We are finally ready to train our algorythm. We need to choose the best hyperparameters like the _learning rate_ or _regularization strength_. We also would like to know if our algorithm performs better steaming words or not, or removing html or not, etc...

To take these decisions methodically, we can use a Grid Search.
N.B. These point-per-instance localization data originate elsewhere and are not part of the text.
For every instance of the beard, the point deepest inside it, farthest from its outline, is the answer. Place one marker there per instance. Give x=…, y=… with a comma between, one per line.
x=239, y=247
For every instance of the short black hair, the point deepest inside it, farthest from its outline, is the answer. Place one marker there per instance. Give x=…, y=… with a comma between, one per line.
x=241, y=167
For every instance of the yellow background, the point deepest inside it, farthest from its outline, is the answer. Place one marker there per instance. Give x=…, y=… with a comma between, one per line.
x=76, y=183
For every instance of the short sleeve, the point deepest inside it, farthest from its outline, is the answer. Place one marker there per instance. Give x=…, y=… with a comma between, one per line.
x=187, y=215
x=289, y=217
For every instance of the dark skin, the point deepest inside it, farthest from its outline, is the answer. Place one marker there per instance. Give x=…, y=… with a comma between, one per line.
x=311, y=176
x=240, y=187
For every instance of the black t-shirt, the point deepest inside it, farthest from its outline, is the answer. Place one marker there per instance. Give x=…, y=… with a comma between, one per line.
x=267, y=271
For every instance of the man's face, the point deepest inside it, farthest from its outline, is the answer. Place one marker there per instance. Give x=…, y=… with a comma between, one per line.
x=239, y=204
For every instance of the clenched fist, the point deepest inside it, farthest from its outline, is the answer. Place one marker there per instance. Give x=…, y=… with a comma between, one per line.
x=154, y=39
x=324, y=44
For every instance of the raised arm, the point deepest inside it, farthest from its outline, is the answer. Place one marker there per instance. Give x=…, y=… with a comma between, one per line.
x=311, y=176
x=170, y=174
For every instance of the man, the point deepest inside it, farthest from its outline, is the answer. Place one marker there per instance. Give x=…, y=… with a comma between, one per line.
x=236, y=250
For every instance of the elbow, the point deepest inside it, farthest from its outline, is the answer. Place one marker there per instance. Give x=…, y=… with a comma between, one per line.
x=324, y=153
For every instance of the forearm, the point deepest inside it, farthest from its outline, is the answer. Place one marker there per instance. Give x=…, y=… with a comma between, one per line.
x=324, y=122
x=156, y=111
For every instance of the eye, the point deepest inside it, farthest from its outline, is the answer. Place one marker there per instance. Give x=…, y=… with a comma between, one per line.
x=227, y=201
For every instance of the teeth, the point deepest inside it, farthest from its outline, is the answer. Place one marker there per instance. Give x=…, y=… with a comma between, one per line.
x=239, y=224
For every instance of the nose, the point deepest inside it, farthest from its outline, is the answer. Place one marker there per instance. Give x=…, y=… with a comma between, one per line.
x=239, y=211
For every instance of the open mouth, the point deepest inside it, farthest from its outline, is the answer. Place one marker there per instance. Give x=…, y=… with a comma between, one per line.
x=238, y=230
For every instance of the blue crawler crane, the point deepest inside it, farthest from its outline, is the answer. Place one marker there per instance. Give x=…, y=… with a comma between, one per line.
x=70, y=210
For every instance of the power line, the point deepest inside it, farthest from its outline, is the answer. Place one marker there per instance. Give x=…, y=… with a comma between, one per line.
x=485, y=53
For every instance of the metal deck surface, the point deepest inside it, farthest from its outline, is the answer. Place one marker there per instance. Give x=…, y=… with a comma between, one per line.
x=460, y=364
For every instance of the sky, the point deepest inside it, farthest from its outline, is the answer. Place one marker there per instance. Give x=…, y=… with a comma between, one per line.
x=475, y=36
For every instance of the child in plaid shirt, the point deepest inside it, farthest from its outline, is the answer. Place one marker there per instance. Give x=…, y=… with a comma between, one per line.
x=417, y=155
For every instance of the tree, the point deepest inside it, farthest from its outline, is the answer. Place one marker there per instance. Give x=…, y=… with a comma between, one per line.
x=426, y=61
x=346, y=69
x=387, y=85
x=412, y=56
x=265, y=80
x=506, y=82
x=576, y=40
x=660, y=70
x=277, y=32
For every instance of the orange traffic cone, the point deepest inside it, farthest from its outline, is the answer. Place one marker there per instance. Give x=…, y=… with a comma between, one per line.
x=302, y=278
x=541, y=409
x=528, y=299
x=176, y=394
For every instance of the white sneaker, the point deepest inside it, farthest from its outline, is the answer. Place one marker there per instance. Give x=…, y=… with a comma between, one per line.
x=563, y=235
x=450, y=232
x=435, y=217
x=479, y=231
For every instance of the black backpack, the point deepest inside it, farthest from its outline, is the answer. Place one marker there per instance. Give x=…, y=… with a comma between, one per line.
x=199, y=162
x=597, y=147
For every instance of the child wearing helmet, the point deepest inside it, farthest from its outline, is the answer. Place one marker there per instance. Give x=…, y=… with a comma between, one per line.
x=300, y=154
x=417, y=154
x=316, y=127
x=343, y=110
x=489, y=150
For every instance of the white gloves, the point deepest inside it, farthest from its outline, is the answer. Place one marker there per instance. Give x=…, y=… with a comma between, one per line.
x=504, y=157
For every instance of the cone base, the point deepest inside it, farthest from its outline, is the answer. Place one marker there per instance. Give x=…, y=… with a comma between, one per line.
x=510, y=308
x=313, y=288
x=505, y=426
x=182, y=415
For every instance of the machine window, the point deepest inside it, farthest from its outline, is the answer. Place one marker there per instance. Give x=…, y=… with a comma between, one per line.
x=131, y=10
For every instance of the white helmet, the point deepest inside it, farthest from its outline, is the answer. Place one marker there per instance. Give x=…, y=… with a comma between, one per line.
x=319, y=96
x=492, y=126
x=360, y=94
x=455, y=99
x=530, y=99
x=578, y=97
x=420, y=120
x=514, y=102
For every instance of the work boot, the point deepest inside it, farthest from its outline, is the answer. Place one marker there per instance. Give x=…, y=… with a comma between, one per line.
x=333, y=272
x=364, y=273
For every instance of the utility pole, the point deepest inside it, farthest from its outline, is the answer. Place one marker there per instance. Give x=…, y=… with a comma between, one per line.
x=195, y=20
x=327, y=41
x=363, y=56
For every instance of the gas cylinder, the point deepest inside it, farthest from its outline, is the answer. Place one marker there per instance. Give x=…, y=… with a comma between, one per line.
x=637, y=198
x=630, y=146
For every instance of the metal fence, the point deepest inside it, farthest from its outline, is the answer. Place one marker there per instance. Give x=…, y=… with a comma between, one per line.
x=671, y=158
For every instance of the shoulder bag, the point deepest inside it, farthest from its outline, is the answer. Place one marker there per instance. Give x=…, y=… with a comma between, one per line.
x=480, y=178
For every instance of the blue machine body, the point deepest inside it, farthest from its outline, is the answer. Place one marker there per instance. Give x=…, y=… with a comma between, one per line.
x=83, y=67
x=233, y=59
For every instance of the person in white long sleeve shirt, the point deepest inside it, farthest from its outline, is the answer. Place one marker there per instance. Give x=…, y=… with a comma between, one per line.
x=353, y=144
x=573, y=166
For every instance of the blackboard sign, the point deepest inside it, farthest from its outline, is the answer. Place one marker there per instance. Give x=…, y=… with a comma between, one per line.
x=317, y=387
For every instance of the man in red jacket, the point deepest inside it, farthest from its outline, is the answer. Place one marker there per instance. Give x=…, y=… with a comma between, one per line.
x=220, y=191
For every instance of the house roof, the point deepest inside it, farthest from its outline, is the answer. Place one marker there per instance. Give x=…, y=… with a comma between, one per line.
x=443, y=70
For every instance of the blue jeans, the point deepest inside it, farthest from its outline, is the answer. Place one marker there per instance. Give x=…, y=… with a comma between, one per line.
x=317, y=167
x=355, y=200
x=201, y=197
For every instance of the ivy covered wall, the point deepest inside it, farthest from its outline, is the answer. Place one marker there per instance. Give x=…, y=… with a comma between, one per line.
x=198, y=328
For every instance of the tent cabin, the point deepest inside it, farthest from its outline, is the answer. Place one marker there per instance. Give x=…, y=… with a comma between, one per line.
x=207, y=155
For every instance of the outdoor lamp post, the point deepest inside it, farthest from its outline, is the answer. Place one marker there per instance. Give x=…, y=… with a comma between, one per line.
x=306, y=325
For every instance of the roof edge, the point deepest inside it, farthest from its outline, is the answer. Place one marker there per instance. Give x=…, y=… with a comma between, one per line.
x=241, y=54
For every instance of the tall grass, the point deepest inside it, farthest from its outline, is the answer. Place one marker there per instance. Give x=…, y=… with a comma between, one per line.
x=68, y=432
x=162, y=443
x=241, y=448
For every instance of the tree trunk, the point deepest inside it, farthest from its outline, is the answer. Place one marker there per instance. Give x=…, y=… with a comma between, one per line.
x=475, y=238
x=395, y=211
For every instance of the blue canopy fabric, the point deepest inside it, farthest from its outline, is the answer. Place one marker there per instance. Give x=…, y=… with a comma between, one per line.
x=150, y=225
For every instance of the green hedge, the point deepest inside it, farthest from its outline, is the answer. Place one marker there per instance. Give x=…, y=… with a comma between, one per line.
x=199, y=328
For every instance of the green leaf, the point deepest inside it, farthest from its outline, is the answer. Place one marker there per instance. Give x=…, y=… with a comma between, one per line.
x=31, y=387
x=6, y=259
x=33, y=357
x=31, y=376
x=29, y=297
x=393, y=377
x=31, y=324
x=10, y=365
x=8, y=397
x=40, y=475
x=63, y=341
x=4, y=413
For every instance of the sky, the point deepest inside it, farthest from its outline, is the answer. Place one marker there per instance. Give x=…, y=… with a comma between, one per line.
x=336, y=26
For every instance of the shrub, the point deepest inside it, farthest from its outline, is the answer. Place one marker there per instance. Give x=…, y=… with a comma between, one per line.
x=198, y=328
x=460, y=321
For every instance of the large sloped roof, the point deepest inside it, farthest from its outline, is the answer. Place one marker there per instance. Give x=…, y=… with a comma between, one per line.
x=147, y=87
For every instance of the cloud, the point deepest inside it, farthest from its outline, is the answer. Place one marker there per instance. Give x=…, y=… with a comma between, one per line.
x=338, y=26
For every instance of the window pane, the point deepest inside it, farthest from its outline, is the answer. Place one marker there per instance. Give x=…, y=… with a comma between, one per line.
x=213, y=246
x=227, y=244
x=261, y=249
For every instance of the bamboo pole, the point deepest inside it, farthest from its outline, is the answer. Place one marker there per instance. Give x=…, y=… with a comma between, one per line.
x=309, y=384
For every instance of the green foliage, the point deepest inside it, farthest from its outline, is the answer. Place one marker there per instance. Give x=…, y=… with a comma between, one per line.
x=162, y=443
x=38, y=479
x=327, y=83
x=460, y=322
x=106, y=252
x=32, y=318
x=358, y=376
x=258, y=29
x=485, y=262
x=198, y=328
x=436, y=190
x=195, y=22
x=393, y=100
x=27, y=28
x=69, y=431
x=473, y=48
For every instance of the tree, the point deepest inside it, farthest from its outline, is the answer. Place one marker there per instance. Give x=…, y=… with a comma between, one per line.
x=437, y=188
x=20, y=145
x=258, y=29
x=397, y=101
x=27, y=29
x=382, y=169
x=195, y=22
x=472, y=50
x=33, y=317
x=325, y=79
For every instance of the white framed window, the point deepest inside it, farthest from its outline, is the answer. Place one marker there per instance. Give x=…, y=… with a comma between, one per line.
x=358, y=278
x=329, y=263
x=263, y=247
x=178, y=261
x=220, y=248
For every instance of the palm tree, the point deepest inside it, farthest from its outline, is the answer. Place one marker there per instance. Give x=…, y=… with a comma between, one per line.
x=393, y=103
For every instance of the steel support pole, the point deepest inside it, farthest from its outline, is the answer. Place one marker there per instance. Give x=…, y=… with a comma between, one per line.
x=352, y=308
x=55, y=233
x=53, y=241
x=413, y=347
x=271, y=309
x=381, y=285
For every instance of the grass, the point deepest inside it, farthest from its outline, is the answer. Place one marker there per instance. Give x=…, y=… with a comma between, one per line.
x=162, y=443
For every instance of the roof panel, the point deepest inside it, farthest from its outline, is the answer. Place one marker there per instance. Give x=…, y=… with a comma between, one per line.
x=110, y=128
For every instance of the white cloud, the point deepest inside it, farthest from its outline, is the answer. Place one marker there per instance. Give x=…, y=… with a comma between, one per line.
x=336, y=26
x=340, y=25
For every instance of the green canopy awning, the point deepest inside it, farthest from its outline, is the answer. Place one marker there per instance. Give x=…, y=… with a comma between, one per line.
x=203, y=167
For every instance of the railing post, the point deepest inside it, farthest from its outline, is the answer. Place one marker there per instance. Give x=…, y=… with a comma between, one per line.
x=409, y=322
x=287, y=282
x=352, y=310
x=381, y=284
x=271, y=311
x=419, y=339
Grid search is a method of training an algorythm with different variations of parameters to latter select the best combination

In [23]:
from sklearn.model_selection import train_test_split

# split the dataset in train and test
# X = train['recipedetails']
# y = train['label']
X_train = train['recipedetails']
X_test = test['recipedetails']
# X_train, X_test, y_train, y_test = train_test_split(X, y, test_size=0.3, random_state=0)

In the code line above, `stratify` will create a train set with the same class balance than the original set

In [24]:
from sklearn.model_selection import GridSearchCV
from sklearn.pipeline import Pipeline
from sklearn.linear_model import LogisticRegression
from sklearn.feature_extraction.text import TfidfVectorizer
from sklearn.multiclass import OneVsRestClassifier
from sklearn.metrics import accuracy_score

tfidf = TfidfVectorizer(strip_accents=None,
                        lowercase=False,
                        preprocessor=None)

param_grid = [{'vect__ngram_range': [(1, 1)],
               'vect__stop_words': [stop, None],
               'vect__tokenizer': [tokenizer, tokenizer_porter],
               'vect__preprocessor': [None, preprocessor],
               'clf__penalty': ['l1', 'l2'],
               'clf__C': [1.0, 10.0, 100.0]},
              {'vect__ngram_range': [(1, 1)],
               'vect__stop_words': [stop, None],
               'vect__tokenizer': [tokenizer, tokenizer_porter],
               'vect__preprocessor': [None, preprocessor],
               'vect__use_idf':[False],
               'vect__norm':[None],
               'clf__penalty': ['l1', 'l2'],
               'clf__C': [1.0, 10.0, 100.0]},
              ]

lr_tfidf = Pipeline([('vect', tfidf),
                     ('clf', OneVsRestClassifier(LogisticRegression(random_state=0)))])

# gs_lr_tfidf = GridSearchCV(lr_tfidf, param_grid,
#                            scoring='accuracy',
#                            cv=5,
#                            verbose=1,
#                            n_jobs=-1)

In [29]:
for i in range(5):
    lr_tfidf = Pipeline([('vect', tfidf),
                     ('clf', OneVsRestClassifier(LogisticRegression(random_state=i)))])
    accuracies = []
    for label in labels:
#         print('... Processing {}'.format(label))
        # train the model using X_dtm & y
        lr_tfidf.fit(X_train, train[label])
        # compute the testing accuracy
        prediction = lr_tfidf.predict(X_test)
        acc = accuracy_score(test[label], prediction)
        accuracies.append(acc)
#         print('Test accuracy is {}'.format(acc))

    print('Avg. accuracy: {}'.format(np.mean(accuracies)))



Avg. accuracy: 0.7296928327645051
Avg. accuracy: 0.7296928327645051




Avg. accuracy: 0.7296928327645051
Avg. accuracy: 0.7296928327645051
Avg. accuracy: 0.7296928327645051




In [18]:
# print('Best parameter set: ' + str(gs_lr_tfidf.best_params_))
# print('Best accuracy: %.3f' % gs_lr_tfidf.best_score_)

In [19]:
# clf = gs_lr_tfidf.best_estimator_
# print('Accuracy in test: %.3f' % clf.score(X_test, y_test))

If we would like to use the classifier in another place, or just not train it again and again everytime, we can save the model in a pickle file:

In [20]:
# import pickle
# import os

# pickle.dump(clf, open(os.path.join('data', 'logisticRegression.pkl'), 'wb'), protocol=4)

Finally, let's run some tests :-)

In [21]:
twits = [
    "This is really bad, I don't like it at all",
    "I love this!",
    ":)",
    "I'm sad... :("
]

preds = clf.predict(twits)

for i in range(len(twits)):
    print(f'{twits[i]} --> {preds[i]}')

NameError: name 'clf' is not defined

## And you're done! I hope you liked this!